An elderly man can generally make no more accurate statement regarding his age than that at the time of the great eclipse he had just begun to wear a waist-cloth, or that when the great guns were heard (I.E. the sound of the eruption of Krakatoa) he was just beginning "to look for tobacco."

We mention here a statement commonly made by Kayans, which, if true, is of some interest as reporting a curious exception to a world-wide custom commonly regarded as directly determined by the difference of nature between the sexes, the report, namely, that among the Kalabits the initiative in all love-making is taken by the women. We have no detailed information in regard to their courtship and marriage procedures.

CHAPTER 19

The Nomad Hunters

In almost all parts of Borneo there are to be found hidden in the remotest recesses of the jungles small bands of homeless nomad hunters. All these closely resemble one another in physical characters and in mode of life; but differences of language mark them as belonging to several groups, of which the Punans, the Ukits, the Sians, the Bukitans, the Lugats, and the Lisums are the best known. Hitherto we have designated all these groups by the name Punan, which properly belongs to the largest group only. These groups inhabit different areas, though there is considerable overlapping; and it seems probable that they are merely local varieties of one stock, and that their differences are mainly the results of geographical separation and of intercourse with, and probably some mingling of blood with, the settled tribes of the regions inhabited by the several groups. For their languages seem to be closely allied; but in each region the nomads seem to have adopted many words from their settled neighbours, with whom they trade; and instances are known to us in which the men of the settled tribes have married women of the nomads and have adopted their mode of life, and others in which children of nomad women, married into Kenyah, Kayan, or other villages, have gone back to their mothers' people.

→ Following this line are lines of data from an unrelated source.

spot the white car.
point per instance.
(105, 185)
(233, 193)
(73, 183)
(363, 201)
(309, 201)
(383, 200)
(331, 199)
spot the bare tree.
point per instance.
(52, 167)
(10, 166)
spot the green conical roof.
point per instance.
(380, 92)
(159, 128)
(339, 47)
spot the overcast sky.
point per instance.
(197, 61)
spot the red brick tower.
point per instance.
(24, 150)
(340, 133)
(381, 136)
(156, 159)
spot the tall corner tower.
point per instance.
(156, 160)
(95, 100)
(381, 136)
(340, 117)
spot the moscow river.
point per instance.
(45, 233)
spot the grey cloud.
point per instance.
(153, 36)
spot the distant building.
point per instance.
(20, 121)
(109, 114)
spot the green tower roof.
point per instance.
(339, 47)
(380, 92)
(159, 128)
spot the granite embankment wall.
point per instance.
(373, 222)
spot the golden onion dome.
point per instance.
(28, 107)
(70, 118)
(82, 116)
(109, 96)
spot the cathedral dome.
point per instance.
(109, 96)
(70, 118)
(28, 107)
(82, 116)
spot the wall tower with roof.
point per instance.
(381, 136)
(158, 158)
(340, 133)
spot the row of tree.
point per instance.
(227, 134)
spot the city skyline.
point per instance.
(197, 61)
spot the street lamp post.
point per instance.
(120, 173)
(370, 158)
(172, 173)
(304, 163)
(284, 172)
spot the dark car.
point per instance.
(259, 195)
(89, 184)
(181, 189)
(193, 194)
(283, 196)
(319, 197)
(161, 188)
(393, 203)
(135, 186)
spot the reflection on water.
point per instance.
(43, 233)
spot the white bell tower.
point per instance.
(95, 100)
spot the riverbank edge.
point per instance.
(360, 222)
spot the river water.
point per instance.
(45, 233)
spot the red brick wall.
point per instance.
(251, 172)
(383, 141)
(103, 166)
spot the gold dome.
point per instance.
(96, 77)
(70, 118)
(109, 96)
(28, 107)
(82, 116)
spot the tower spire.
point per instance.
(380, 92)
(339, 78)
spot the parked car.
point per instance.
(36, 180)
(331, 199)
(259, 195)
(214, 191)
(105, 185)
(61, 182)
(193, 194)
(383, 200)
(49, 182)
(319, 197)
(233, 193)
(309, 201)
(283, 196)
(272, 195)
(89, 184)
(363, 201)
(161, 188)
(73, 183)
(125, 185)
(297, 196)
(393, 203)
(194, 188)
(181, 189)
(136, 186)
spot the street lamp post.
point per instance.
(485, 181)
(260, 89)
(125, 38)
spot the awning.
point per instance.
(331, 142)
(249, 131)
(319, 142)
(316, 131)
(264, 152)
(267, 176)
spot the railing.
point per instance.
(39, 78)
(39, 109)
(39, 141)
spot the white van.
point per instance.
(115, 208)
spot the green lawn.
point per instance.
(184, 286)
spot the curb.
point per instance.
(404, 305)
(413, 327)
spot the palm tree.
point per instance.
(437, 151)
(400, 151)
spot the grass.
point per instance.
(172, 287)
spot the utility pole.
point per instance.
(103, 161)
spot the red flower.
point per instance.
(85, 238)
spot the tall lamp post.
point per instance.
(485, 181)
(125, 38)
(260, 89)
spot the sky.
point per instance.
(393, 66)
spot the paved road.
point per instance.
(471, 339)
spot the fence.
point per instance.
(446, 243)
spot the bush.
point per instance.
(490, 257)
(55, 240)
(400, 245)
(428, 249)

The Punans proper are found in the central highlands wandering through the upper parts of the basins of all the large rivers; here and there they range into the lowlands, and in rare instances they even reach the coast. The Ukits, on the other hand, confine themselves to the interior, and are found chiefly in the upper parts of the basins of the Kotei, the Rejang, the Kapuas, and Banjermasin rivers. The Bukitans inhabit chiefly the upper basins of the rivers of Sarawak. Although these nomads wander perpetually in the forests, moving their camp every few weeks or months, any one group attaches itself to a particular area, partly because they become familiar with its natural resources, partly because they establish friendly relations with the villagers of the region, with whom they barter jungle-produce to the advantage of both parties. The settled tribesmen of any region find this trade so profitable that they regard the harmless nomads with friendly feelings, learn their language, and avoid and reprobate any harsh treatment of them that might drive them to leave their district. In fact they look upon them with a certain sense of proprietorship and are jealous of their intercourse with other tribes; the nomads, in fact, rank high among the many natural products of the jungle that render any particular region attractive to the tribesmen.

Of all these nomad groups the Punans are the most numerous and we have seen more of them than of any others. We therefore describe their peculiar mode of life; but it may be understood that what we say of them holds good in the main of the other groups of nomads with but little modification.